Question

A voltage \( v = v_0 \sin \omega t \) applied to a circuit drives a current \( i = i_0 \sin (\omega t + \phi) \) in the circuit. The average power consumed in the circuit over a cycle is:

• A. Zero
• B. \( i_0 v_0 \cos \phi \)
• C. \( \frac{i_0 v_0}{2} \)
• D. \( \frac{i_0 v_0}{2} \cos \phi \)

Hint:

In AC circuits, the power factor \( \cos \phi \) determines the actual power consumption. It accounts for phase differences between voltage and current.

Answer 1

The Correct Option is D

This problem concerns the calculation of average power dissipated in an AC circuit over a full cycle. In an AC circuit, voltage and current are defined as follows:

Voltage: \( v = v_0 \sin \omega t \)

Current: \( i = i_0 \sin (\omega t + \phi) \)

The average power \( P \) is determined by the integral:

\( P = \frac{1}{T} \int_0^T v \cdot i \, dt \)

Where \( T \) represents the waveform's period.

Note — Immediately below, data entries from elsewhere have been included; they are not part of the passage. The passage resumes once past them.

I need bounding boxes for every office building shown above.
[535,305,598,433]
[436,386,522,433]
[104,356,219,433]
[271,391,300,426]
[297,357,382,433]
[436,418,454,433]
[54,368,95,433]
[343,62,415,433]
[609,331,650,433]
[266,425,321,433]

Substituting the voltage and current expressions yields:

\( P = \frac{1}{T} \int_0^T v_0 \sin \omega t \cdot i_0 \sin (\omega t + \phi) \, dt \)

\( = \frac{v_0 i_0}{T} \int_0^T \sin \omega t \cdot \sin (\omega t + \phi) \, dt \)

Applying the trigonometric identity \( \sin A \sin B = \frac{1}{2} [\cos(A-B) - \cos(A+B)] \), we get:

\( \sin \omega t \sin (\omega t + \phi) = \frac{1}{2}[\cos(\phi) - \cos(2\omega t + \phi)] \)

Substituting this back into the power equation:

\( P = \frac{v_0 i_0}{2T} \left( \int_0^T \cos \phi \, dt - \int_0^T \cos(2\omega t + \phi) \, dt \right) \)

Given that \( \cos(\phi) \) is a constant with respect to \( t \) and the integral of a cosine function over a complete period is zero:

\( \int_0^T \cos(2\omega t + \phi) \, dt = 0 \)

\( \int_0^T \cos \phi \, dt = T \cos \phi \)

Therefore, the average power is:

\( P = \frac{v_0 i_0}{2} \cos \phi \)

Consequently, the average power consumed in the circuit over a cycle is \( \frac{i_0 v_0}{2} \cos \phi \).